SBI has officially reduced its loan interest rates by 25 basis points (0.25%). With this latest revision, the bank's Repo-Linked Lending Rate (RLLR) has been brought down to 8.25%. This rate cut is applicable to both new and existing loan customers, meaning if you already have an SBI loan or are planning to apply, you’ll be able to benefit from these revised rates.

💡 External Benchmark Lending Rate Also Reduced

In addition to cutting loan interest rates, SBI has trimmed its External Benchmark Lending Rate (EBLR) by 25 basis points as well, lowering it to 8.65%. The new interest rates will come into effect from April 15, 2025.

This move comes on the heels of the RBI’s second consecutive repo rate cut — a strategic decision aimed at stabilizing the Indian economy in light of global trade tensions and policy uncertainties, including the tariff risks posed by the U.S. administration.

💡 Fixed Deposit Rates Revised Too

The rate cuts don’t stop at loans — SBI has also adjusted its Fixed Deposit (FD) interest rates downward.

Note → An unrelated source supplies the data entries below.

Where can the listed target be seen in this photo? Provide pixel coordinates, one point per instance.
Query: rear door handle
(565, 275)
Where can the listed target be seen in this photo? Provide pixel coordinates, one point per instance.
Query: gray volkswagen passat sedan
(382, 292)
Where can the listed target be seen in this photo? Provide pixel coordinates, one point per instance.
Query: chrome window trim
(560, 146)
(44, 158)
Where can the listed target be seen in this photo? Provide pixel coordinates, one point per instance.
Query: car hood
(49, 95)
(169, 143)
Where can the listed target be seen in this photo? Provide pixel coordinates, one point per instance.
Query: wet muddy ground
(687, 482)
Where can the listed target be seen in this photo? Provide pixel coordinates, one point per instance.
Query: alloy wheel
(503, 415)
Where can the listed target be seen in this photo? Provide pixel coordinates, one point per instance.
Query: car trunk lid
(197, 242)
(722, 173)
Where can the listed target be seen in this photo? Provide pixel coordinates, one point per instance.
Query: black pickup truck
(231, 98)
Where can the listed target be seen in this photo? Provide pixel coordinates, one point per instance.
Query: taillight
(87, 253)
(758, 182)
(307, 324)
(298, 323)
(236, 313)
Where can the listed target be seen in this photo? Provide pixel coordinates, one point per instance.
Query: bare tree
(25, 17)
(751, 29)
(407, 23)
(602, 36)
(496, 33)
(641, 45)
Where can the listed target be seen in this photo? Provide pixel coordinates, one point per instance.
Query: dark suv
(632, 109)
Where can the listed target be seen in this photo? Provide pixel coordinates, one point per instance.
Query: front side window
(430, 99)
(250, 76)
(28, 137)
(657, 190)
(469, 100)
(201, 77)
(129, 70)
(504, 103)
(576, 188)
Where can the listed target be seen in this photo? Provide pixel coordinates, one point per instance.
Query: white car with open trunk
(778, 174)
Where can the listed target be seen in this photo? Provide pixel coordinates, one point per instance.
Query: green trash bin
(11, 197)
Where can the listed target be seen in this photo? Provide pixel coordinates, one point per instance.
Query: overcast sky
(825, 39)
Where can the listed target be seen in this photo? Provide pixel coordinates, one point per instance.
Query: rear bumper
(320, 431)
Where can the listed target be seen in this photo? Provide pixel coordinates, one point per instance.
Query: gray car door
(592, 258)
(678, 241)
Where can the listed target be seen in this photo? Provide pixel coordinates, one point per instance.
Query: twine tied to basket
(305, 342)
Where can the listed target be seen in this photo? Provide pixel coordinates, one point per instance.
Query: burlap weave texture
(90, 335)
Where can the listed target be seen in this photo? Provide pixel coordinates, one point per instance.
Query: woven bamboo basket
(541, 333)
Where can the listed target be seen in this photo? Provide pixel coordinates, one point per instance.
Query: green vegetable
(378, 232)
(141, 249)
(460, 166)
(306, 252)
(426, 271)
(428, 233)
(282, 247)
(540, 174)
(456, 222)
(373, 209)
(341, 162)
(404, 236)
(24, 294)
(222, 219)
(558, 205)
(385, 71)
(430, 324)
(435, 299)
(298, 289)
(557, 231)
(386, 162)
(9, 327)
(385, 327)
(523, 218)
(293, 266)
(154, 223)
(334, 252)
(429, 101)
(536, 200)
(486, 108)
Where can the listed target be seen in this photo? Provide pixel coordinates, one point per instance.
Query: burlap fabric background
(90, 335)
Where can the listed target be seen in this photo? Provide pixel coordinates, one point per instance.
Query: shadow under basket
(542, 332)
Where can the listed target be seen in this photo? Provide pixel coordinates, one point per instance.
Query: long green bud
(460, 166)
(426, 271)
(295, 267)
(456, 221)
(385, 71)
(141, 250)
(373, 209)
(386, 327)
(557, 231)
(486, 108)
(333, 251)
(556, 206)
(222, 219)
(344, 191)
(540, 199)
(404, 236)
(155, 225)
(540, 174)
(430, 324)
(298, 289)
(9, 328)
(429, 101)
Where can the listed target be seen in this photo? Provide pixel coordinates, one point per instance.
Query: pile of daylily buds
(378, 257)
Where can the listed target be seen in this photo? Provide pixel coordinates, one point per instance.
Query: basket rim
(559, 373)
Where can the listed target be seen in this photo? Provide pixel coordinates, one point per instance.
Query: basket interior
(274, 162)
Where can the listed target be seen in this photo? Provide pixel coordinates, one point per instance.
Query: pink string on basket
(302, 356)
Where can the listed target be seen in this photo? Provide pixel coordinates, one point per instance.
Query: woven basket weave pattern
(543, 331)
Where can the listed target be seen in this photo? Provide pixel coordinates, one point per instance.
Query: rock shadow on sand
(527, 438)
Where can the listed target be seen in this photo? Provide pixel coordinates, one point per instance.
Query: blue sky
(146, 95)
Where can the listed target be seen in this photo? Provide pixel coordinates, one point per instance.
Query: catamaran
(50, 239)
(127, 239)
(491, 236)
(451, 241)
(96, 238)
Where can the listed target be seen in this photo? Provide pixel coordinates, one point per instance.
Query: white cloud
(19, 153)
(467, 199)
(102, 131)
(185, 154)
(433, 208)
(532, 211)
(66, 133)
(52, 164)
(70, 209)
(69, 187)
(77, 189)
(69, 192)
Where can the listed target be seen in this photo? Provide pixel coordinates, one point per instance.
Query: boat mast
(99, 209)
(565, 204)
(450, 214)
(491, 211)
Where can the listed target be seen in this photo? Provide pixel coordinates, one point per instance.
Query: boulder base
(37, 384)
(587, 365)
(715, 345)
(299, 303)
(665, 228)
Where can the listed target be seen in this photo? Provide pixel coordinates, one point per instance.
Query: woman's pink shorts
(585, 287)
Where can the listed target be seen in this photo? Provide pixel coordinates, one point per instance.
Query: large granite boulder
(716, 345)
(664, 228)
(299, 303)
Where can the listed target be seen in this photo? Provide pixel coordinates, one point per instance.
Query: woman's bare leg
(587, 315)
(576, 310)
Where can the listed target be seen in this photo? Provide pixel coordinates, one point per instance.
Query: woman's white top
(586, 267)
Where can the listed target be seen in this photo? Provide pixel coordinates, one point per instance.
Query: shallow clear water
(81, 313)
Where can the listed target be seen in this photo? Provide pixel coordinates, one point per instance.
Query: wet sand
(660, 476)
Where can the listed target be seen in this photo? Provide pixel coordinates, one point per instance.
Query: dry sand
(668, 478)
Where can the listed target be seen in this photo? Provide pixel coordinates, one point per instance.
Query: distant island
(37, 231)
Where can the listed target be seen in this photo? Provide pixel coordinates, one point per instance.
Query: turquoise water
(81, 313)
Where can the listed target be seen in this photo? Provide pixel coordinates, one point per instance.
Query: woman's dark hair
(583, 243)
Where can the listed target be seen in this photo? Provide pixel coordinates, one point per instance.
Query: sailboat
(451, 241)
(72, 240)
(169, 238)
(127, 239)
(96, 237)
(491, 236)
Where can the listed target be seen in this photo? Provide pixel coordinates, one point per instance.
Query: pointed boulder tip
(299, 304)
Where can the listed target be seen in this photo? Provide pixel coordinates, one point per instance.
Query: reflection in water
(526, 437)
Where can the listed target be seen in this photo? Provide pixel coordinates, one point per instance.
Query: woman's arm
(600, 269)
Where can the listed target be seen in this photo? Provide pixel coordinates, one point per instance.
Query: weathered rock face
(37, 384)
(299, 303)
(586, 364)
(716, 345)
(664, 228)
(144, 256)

For deposits up to ₹3 crore:

  • 1-2 year FDs will now fetch 6.7% interest, down from 6.8%.

  • 2-3 year FDs will offer 6.9%, instead of 7%.

For high-value deposits (above ₹3 crore):

  • 180-210 day FDs will now yield 6.4%, reduced from 6.6%.

  • 211 days to 1 year: down to 6.5% from 6.75%.

  • 1-2 year tenure will now fetch 6.8%, down from 7%.

💡 What Does This Mean for You?

For borrowers, these lower rates translate into reduced EMIs, offering significant relief in the long run. Home loans, personal loans, and business loans linked to repo or external benchmarks will become more affordable.

For investors, especially senior citizens and fixed-income planners, the slight dip in FD interest rates is something to consider while making new investments.

SBI’s decision reflects the larger trend of rate adjustments across the banking sector, following the RBI’s proactive stance to stimulate the economy. As the changes are effective from April 15, 2025, both new and existing customers should review their loan and deposit portfolios to take full advantage.